Однажды Ленни занимался сексом с одной хиппушкой – не то в 1974, не то в 1975 году, в общежитии Стоуни-Брук. Познакомился с ней он на платформе железной дороги Лонг-Айленда, когда возвращался из загородной поездки по поручению Шахтеровского “Нумизмата”, а она оказалась там после концерта “Пинк-Флойда” в Нассау-Колизеуме, где, в придачу, наверное, приняла таблетку кислоты. Хоть в постели эта девчонка-хоббит и называла его “папиком”, у нее самой ноги были почти такие же мохнатые, как у Ленни, а они у него были ого-го какие!
Нет, Ленни ничего против этого не имел.
У Ленни еще и на пояснице рос пучок волос, который с годами все больше становился похож на обезьянью шерстку.

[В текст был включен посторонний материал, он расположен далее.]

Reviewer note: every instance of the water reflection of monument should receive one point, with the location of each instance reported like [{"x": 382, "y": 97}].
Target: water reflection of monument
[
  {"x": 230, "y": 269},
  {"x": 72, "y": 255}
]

Ленни подозревал, что в коммуне, где живет Мирьям, полно таких же пташек. Вот и ему наконец кое-что перепадет. Вот и он наконец примкнет к оргии, где всем прощаются волосы в самых необычных местах. Из-за своей безответной любви и обиды он отдалился от Мирьям и ее поколения чересчур надолго. Да, и наконец-то он обкурится, раз уж всем так положено. Из шахматного магазина на Макдугал-стрит его прогнали еще пять лет назад – за суетливость, за посторонние ставки, за слишком громогласные и молниеносные победы, которые расстраивали клиентов магазина, – так что он сказал себе: все, на хрен шахматы. А теперь его турнули еще из Шахтеровского магазина на Пятьдесят седьмой улице – так что можно смело сказать: на хрен нумизматику! Пожалуй, Ленни начнет помогать рыжеволосому мальчишке Мирьям отпаривать марки с конвертов – может, когда-нибудь он наткнется на “Перевернутую Дженни”[14]. Теперь еще придурки Гилроя начали охоту на Ленни в Саннисайде, так что пора сказать: хрен с ним, со всем Куинсом! И хрен с этими беспамятными коммунистами, которые удобства ради забыли, что они коммунисты, и с беспамятными иммигрантами, которые забыли, что они иммигранты, со всеми этими ирлашками и полячишками, которые сейчас изо всех сил давят на всяких монголов, корейцев и турок, как будто у них самих еда лучше, как будто за поколение-другое они сами отмылись от пятен истории. Быть может, настоящий дух коммунизма все-таки и вправду ушел в подполье “Метеорологов”. Ну, тогда и сам Ленни тоже исчезнет с поля истории – уйдет в контристорию. Лишь бы только Мирьям пустила его в свою радикальную коммуну – и они взорвут парочку грузовиков “Бринкс”, выведут их из строя. Может быть, и так: хрен с ним, с “настоящим коммунизмом”!
Хрен вообще со всем на свете, и на хрен все на свете! На хрена нам еще что-нибудь, кроме собственного хрена! Пожалуй, Ленни последним вскочит в уходящий поезд этого поколения “Я”, прежде чем он потерпит крушение, прежде чем его разоблачат как обычную схему Понци – финансовую пирамиду, построенную на герпесе и разводе. Странным образом, этот маскарад под Линкольна в сочетании с почти не замаскированными угрозами мафиозо Гилроя вызвал у Ленни такое сильное сексуальное возбуждение, какого он не испытывал, наверное, никогда в жизни. На голове у него торчал один цилиндр, а в штанах – еще один. И это не имело никакого отношения к ослепительной Джейн Мэнсфилд, которая переходила сейчас Хадсон-стрит. Чем глубже и откровеннее были декольте проходящих мимо девушек, тем больше Ленни убеждался в том, что сегодня он хочет мужчину.